The last two times we went to a movie theater we were the only ones viewing the show we saw. It was a little weird, but at least we could talk during the movie without bothering anyone.
Last Friday we had a different experience when we went to see Steven Spielberg’s “Lincoln.” There were a few empty seats, but not many. It was only 3:50 in the afternoon, but a lot of people wanted to see that movie.
We both thought that “Lincoln” was fantastic. Daniel Day-Lewis portrays Abraham Lincoln so convincingly that I felt in my heart that I was watching the real president. And, I was surprised at how good Sally Field was as Mary Todd Lincoln. Her performance was also extraordinary.

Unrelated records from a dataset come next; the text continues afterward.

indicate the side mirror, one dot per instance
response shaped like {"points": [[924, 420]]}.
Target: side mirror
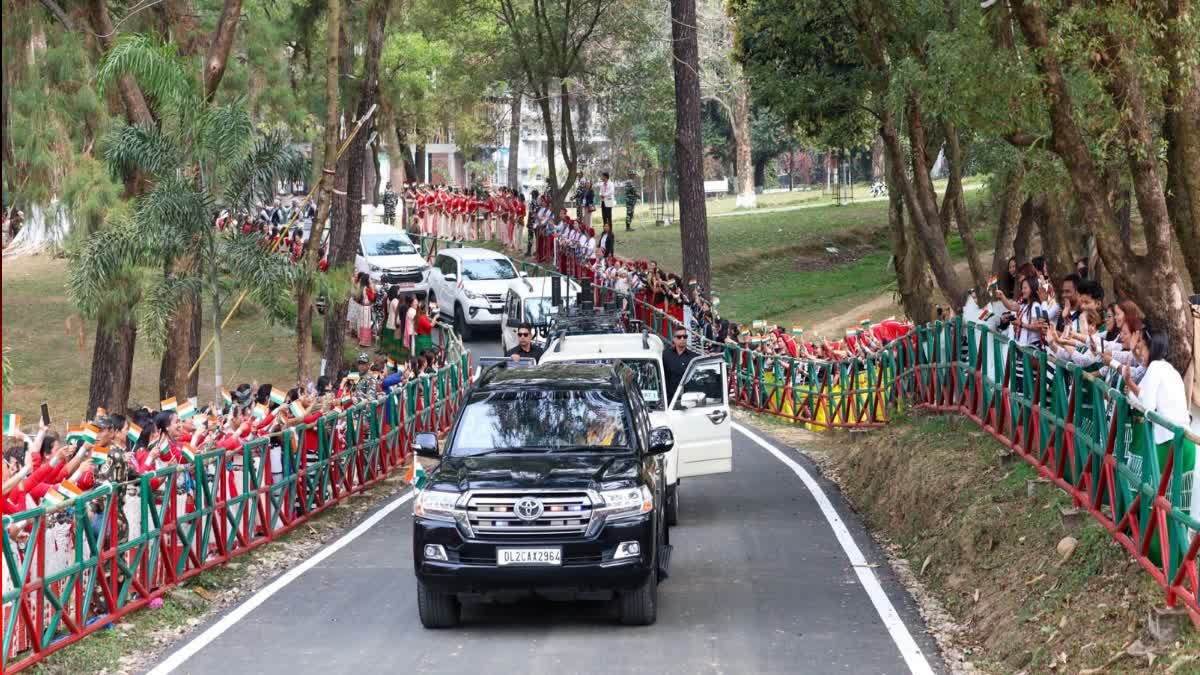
{"points": [[661, 440], [426, 446]]}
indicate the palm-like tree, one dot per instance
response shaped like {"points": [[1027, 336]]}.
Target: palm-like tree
{"points": [[199, 159]]}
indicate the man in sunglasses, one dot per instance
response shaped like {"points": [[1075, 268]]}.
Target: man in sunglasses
{"points": [[676, 359], [525, 348]]}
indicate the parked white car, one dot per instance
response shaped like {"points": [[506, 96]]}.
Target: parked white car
{"points": [[389, 256], [697, 413], [471, 286]]}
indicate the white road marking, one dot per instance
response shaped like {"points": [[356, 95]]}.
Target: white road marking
{"points": [[887, 611], [227, 621]]}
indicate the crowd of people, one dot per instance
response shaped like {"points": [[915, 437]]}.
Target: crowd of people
{"points": [[1108, 336], [55, 465]]}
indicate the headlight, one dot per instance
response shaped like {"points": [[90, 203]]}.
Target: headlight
{"points": [[436, 505], [627, 502]]}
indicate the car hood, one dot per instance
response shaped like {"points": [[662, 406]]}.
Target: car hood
{"points": [[391, 262], [562, 471]]}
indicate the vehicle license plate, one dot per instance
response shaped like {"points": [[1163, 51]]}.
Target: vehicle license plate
{"points": [[529, 556]]}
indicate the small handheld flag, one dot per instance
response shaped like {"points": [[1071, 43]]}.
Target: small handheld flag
{"points": [[11, 424], [135, 434], [185, 410]]}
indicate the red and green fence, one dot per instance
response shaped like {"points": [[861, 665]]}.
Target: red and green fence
{"points": [[114, 549]]}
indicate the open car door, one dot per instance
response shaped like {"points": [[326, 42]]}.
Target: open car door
{"points": [[700, 419]]}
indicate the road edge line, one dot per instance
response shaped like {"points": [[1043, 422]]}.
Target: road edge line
{"points": [[910, 650], [213, 632]]}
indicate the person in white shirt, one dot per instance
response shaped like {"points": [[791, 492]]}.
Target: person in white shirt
{"points": [[1161, 388], [607, 198]]}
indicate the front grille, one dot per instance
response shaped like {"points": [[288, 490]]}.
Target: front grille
{"points": [[402, 275], [563, 513]]}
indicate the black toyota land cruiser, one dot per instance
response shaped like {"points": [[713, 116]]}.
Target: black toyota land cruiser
{"points": [[552, 483]]}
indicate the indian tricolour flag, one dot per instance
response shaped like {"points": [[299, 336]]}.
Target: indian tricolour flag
{"points": [[52, 497], [69, 490], [415, 476], [185, 410]]}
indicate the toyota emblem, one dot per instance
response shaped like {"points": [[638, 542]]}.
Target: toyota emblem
{"points": [[528, 508]]}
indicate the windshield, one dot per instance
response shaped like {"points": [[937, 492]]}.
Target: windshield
{"points": [[537, 310], [541, 420], [387, 245], [646, 374], [485, 269]]}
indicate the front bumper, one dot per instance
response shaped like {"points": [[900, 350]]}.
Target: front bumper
{"points": [[588, 563]]}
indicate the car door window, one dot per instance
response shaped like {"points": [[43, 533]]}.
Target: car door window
{"points": [[706, 378]]}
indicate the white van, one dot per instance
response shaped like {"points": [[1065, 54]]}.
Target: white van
{"points": [[389, 256], [699, 413], [531, 300]]}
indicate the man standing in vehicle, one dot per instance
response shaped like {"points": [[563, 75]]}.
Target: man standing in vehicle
{"points": [[525, 348], [676, 359]]}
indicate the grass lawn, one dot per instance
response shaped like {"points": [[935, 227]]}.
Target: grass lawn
{"points": [[791, 267], [49, 348]]}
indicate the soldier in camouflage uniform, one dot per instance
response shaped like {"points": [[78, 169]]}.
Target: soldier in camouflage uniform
{"points": [[389, 205], [631, 197]]}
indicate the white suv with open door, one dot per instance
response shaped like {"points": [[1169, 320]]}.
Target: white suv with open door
{"points": [[699, 413], [471, 286]]}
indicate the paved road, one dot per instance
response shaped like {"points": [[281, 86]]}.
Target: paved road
{"points": [[759, 584]]}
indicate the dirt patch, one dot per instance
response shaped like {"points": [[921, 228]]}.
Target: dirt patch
{"points": [[983, 553]]}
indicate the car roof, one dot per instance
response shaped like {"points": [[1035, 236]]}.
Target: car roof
{"points": [[609, 345], [552, 376], [382, 228], [472, 254]]}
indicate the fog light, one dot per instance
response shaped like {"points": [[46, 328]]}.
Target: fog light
{"points": [[628, 549]]}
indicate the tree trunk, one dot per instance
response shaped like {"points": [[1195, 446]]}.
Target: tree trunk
{"points": [[112, 366], [958, 205], [325, 198], [1007, 221], [747, 197], [219, 49], [515, 141], [912, 282], [342, 250], [689, 144]]}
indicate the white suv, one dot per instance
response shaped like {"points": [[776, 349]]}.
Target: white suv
{"points": [[389, 256], [471, 286], [697, 413]]}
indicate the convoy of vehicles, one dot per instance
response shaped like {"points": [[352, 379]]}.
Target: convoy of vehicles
{"points": [[559, 478], [552, 481]]}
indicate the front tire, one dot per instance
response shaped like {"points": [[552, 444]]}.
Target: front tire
{"points": [[460, 323], [437, 610]]}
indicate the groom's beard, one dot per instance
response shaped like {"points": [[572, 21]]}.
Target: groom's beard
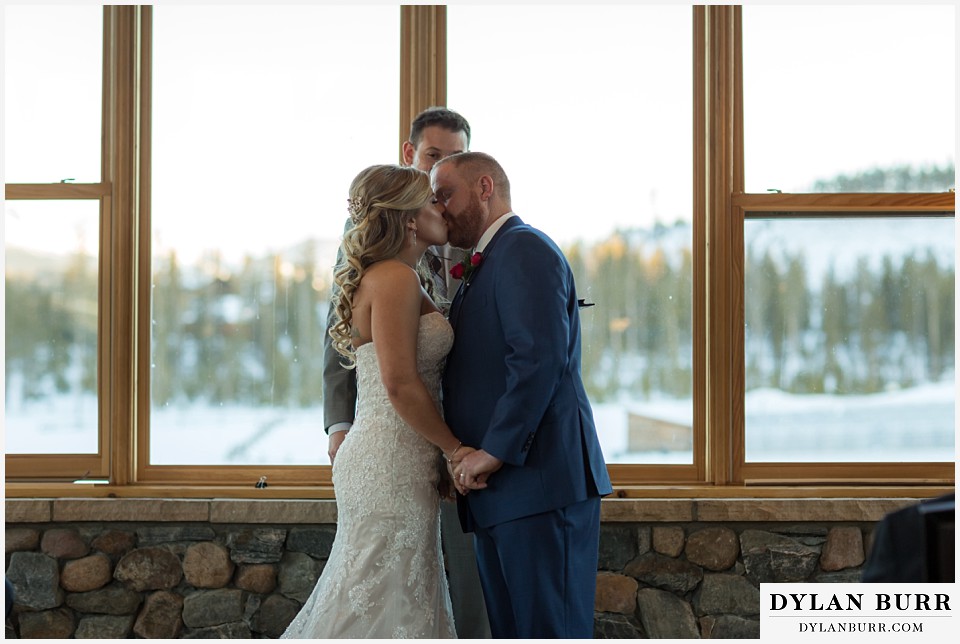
{"points": [[465, 228]]}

The credits are filled with names you’ll recognize, and all of them were well cast. The writing was excellent – largely based on accounts from the era, I’m sure – and it was a beautifully photographed movie, even in the scenes where the subject matter was somewhat gruesome. I’d be surprised if the movie “Lincoln” didn’t receive a dozen Oscar nominations.

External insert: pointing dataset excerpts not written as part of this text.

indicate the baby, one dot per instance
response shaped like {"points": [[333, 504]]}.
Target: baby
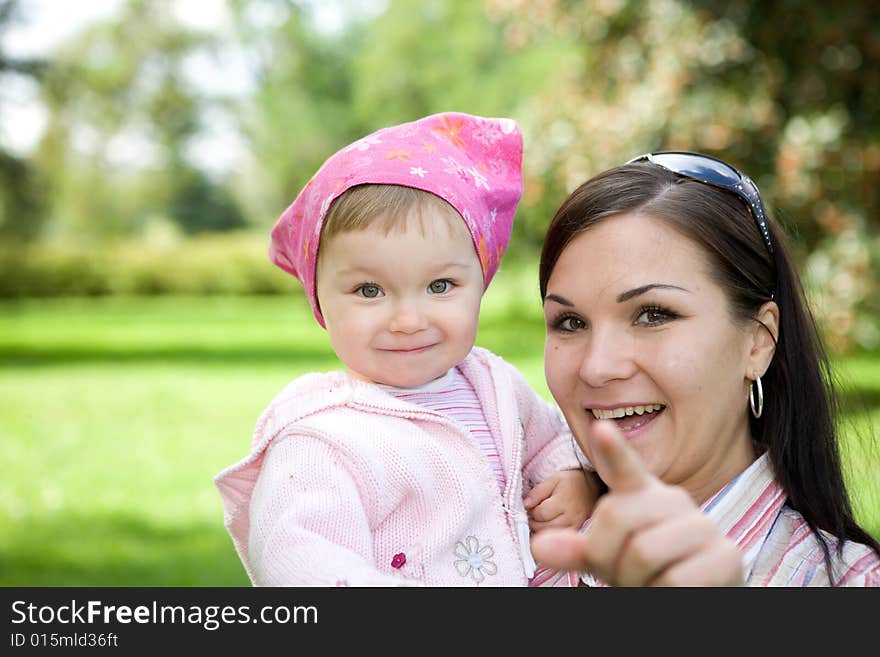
{"points": [[410, 467]]}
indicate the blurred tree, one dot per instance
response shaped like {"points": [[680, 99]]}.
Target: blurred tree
{"points": [[22, 191], [788, 91], [301, 111], [121, 115], [320, 90]]}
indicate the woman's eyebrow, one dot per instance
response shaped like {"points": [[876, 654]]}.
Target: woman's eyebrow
{"points": [[558, 299], [629, 294]]}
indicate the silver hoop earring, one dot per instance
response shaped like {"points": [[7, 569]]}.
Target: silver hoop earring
{"points": [[760, 408]]}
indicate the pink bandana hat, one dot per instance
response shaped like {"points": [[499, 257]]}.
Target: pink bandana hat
{"points": [[471, 162]]}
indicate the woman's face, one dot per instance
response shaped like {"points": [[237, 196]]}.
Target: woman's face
{"points": [[639, 332]]}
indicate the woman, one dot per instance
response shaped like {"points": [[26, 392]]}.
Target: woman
{"points": [[683, 355]]}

Both of us have had a growing interest in Abraham Lincoln for some time. We visited the new museum and library in Springfield a few years ago, and plan to return soon. We’ve watched the Ken Burns documentary on the Civil War several times, and Lincoln is obviously a major character in that. In addition, I just finished a book of anecdotes about Lincoln, written, I think, around the turn of the last century. The stories are by people who knew him, or had relatives who had interacted with him. I felt that I got to know Lincoln a little better through that book
Abe Lincoln was an odd (he even said so) and remarkable man. He had great humility, great knowledge, and great wisdom. He came to office at a very difficult time in our nation’s history, and knew the challenges would be great, but never turned his back on them, or blamed others for his failures.
I encourage anyone with an interest in American history to see “Lincoln.” If you’re like me, you’ll gain more respect for Abraham Lincoln, you’ll better understand the times in which he faced his challenges, and the tragedy of his death will become personal to you.
Times have changed in so many ways. Our country is facing a lot of challenges now, and it’s not fair to compare our current president, or any other president, to Lincoln. It would be something, though, to once again have someone with the unique experience and abilities that Abe brought to that office, along with his moral core and clear vision. Whether the modern day electoral process will allow that remains to be seen. For now, we can emulate President Lincoln in our own lives to the extent that we are able. Living each day with kindness, humility, and humor would be a good start.